Nigeria
First introduced as part of the routine immunisation programme in October last year the HPV vaccine, developed to help prevent cervical cancer, was extended to a majority of Nigerian states on Monday.
In the country's southwestern Oyo state, health workers took part in a drive to spread information about the vaccine in local villages.
"We have heard about the cervical cancer before now and we are aware of the disease it creates, that’s why I asked my daughter to go get vaccinated as a preventive measure," said Ramotalai Awoniran, after her daughter received the vaccine.
The HPV vaccine is now available across the country.
In Nigeria cervical cancer is the third most common cancer and the second most frequent cause of cancer deaths among women aged between 15 and 44 years, according to the United Nations.
In 2020 – the latest year for which data is available – the country recorded 12,000 new cases and 8,000 deaths from cervical cancer.

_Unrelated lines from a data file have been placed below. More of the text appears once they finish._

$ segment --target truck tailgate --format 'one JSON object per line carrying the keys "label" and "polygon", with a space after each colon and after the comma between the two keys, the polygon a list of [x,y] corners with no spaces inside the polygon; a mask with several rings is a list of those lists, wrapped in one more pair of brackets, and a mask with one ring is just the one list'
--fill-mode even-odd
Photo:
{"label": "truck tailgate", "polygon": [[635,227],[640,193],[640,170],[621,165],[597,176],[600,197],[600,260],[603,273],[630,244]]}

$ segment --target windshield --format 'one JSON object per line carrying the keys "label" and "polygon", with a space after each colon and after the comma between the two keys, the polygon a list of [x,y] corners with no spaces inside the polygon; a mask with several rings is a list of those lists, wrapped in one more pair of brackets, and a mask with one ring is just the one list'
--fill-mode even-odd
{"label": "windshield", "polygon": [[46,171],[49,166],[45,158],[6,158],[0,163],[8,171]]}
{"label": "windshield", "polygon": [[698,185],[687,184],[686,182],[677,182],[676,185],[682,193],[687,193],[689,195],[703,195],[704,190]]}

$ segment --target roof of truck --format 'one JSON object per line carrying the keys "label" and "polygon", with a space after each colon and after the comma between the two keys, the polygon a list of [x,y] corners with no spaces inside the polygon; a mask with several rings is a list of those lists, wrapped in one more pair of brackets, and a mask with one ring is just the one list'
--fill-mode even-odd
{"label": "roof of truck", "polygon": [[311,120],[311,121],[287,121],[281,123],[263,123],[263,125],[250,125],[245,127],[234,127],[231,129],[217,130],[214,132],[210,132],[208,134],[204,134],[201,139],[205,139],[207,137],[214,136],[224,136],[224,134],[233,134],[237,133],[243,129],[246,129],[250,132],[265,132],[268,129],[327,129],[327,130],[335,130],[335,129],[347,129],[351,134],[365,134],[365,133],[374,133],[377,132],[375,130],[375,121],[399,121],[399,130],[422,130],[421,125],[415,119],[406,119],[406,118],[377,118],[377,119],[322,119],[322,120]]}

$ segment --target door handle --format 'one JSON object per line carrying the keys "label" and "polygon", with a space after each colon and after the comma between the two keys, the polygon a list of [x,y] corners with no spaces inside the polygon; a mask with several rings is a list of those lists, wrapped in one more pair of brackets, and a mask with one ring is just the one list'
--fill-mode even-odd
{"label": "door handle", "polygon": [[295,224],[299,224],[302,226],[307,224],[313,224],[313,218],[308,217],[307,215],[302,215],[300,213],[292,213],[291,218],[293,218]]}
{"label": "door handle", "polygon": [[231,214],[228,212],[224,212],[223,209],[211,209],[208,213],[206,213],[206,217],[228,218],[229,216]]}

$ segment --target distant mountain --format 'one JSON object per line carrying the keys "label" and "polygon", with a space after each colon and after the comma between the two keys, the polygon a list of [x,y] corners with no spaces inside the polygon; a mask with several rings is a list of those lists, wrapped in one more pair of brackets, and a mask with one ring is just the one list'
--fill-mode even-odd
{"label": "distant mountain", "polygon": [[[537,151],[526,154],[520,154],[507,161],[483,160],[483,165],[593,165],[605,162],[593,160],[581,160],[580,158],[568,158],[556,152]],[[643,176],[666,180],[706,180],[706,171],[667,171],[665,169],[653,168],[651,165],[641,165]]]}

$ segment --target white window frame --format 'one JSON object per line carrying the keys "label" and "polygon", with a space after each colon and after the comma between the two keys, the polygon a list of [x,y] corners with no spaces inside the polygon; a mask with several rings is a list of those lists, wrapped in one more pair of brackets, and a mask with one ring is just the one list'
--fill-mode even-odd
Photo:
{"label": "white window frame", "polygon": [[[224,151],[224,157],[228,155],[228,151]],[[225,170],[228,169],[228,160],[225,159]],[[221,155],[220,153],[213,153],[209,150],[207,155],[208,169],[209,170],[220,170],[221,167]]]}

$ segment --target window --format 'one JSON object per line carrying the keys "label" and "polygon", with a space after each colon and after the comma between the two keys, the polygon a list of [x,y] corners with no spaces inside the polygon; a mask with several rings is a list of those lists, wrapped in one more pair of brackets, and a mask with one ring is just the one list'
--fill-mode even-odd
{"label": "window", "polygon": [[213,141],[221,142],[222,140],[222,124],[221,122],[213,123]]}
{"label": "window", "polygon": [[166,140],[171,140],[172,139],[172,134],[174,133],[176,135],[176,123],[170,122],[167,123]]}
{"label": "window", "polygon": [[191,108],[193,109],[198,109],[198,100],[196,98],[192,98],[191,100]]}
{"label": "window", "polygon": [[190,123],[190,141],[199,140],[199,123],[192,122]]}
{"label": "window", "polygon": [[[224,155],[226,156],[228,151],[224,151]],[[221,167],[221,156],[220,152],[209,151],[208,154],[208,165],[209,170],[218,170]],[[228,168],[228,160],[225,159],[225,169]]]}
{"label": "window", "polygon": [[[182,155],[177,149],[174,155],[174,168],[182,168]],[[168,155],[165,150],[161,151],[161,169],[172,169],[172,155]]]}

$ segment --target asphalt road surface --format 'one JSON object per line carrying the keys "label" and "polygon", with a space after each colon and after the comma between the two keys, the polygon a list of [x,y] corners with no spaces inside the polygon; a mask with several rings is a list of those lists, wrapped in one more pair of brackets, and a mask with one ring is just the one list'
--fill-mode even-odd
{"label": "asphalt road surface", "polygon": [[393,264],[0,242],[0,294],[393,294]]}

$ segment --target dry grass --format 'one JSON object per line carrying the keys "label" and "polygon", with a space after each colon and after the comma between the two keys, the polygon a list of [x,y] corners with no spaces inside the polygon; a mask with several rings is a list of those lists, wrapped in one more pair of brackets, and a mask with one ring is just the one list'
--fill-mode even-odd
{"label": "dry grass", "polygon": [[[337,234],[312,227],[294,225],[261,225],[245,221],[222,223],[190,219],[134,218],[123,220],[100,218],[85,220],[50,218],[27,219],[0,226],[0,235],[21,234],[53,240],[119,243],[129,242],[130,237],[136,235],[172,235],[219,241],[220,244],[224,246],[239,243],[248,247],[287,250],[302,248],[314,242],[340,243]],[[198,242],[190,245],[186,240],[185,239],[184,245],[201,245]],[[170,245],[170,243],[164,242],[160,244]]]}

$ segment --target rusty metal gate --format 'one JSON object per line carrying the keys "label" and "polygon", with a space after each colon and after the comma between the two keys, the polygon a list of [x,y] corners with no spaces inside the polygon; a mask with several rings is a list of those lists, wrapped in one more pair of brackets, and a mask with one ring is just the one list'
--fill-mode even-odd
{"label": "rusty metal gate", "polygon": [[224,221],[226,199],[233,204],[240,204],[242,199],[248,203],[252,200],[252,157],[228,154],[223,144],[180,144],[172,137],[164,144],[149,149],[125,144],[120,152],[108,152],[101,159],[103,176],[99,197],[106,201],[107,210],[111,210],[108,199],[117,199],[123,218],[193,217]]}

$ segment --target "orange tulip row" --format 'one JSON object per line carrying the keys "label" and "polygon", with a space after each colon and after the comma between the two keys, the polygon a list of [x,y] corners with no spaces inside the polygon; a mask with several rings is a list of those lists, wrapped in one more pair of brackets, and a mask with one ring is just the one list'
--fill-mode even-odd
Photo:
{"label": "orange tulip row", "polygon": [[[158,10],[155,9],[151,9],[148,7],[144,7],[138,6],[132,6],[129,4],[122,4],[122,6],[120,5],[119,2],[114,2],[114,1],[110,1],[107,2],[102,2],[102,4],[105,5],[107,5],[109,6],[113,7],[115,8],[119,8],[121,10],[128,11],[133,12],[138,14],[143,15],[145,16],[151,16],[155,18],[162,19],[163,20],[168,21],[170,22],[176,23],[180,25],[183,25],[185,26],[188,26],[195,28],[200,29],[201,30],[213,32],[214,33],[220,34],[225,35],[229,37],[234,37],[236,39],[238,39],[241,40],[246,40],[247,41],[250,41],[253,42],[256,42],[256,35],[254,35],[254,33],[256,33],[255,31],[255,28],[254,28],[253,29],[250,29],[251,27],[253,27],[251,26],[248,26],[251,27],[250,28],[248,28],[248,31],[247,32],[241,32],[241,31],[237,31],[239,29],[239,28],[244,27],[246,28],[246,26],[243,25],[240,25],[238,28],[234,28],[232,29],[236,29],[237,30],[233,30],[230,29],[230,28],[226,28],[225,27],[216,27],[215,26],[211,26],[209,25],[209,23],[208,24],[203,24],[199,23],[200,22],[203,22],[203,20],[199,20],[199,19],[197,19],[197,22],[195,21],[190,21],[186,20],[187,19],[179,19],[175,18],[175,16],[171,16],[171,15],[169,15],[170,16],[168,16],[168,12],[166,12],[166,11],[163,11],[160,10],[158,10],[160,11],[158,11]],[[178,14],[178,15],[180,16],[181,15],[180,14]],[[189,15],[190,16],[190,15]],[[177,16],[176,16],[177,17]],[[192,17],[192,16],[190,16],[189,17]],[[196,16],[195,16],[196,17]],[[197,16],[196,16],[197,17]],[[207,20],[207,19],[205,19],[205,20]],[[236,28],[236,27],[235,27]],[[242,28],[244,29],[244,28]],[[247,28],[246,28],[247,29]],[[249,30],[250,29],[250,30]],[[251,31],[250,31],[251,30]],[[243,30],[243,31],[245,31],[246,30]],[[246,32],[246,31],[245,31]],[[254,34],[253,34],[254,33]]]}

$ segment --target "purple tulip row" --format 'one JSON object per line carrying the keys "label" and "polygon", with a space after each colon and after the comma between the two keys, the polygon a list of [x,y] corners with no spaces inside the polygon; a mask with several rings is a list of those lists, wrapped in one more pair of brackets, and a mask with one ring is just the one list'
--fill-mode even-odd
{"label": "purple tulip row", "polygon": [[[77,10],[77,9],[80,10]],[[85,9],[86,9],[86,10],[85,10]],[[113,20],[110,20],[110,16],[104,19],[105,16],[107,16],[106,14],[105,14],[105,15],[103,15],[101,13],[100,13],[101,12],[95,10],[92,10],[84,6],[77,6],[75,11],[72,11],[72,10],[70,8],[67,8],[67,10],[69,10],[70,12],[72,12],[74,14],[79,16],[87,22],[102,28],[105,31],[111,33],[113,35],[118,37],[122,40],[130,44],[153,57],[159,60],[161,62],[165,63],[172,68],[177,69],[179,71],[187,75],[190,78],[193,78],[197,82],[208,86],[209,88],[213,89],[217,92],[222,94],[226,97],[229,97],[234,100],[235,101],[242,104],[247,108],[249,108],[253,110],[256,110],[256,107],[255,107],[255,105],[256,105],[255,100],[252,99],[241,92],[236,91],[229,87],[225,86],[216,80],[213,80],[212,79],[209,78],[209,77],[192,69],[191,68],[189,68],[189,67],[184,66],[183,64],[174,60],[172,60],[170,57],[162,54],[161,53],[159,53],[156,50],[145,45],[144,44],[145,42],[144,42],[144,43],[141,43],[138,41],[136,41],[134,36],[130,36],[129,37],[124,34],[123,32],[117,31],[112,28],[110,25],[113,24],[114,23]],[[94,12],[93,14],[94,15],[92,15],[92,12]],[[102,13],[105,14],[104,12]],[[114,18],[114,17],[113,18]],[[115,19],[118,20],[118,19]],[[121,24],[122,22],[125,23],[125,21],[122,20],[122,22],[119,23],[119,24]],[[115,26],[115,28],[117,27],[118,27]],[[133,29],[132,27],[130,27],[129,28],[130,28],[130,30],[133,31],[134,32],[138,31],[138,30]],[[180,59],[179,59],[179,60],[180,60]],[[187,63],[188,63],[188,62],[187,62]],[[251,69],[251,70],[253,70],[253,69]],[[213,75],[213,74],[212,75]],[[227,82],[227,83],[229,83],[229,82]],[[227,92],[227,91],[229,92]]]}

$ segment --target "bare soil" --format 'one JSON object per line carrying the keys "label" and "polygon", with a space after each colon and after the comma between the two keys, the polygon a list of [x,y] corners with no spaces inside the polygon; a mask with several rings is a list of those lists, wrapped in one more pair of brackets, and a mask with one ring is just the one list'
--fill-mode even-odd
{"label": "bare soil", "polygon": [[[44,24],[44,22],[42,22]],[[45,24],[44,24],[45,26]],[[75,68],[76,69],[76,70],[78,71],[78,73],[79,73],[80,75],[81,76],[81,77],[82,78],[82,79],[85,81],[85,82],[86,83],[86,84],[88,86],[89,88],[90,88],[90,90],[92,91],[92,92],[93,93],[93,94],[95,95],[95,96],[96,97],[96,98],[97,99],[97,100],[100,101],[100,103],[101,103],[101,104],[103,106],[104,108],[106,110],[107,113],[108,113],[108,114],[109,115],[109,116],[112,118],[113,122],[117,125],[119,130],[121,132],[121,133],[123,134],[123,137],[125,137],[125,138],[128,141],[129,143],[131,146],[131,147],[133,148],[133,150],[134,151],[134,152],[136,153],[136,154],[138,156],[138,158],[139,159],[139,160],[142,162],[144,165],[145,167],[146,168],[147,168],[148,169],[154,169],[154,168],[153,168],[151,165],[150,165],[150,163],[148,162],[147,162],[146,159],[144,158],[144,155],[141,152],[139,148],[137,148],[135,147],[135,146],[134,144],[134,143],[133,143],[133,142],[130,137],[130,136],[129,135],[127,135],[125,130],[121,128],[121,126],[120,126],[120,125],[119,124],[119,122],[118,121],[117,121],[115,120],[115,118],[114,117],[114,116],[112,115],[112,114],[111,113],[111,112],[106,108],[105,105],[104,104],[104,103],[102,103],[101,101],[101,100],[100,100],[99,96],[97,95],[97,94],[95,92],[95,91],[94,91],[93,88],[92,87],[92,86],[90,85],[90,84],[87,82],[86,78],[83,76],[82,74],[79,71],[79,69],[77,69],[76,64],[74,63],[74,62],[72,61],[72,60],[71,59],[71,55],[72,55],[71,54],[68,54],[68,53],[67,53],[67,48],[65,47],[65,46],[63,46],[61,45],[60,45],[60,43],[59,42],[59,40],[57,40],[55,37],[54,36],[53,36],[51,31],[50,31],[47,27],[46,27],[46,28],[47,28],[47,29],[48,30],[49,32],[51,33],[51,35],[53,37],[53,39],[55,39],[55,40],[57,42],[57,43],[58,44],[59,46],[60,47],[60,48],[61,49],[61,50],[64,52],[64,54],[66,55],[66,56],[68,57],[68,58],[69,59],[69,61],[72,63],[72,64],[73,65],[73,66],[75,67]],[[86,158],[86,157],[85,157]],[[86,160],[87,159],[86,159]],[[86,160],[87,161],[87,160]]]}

Unlike other vaccination campaigns that the West African country has successfully run against all odds – like the more than 500 languages spoken by its population of at least 210 million people that could make communication more challenging or the underfunded primary healthcare centers which are the remotest government-run health facilities where the shots are usually given – HPV is quite different.
Ahead of the nationwide vaccination drive, Nigerian authorities had been ramping up campaigns online and offline to educate citizens about the HPV vaccine.
"There are some rumours going around that they want to reduce the fertility of the girls, but we have been educating the parents that this vaccine is safe, the only thing it does is it prevents cervical cancer, ” Oyo-west's primary health care coordinator, Lagbenro Arinlade-Ayoade, told The Associated Press.
Although the HPV vaccine has been in use in many developed nations for about two decades, it has only been introduced in the immunization programmes of just half of the countries in Africa despite the continent's heavy burden.
One in five cervical cancer deaths that occurred globally in 2020 was in Africa, where 100,000 women developed the disease with 70,000 deaths recorded.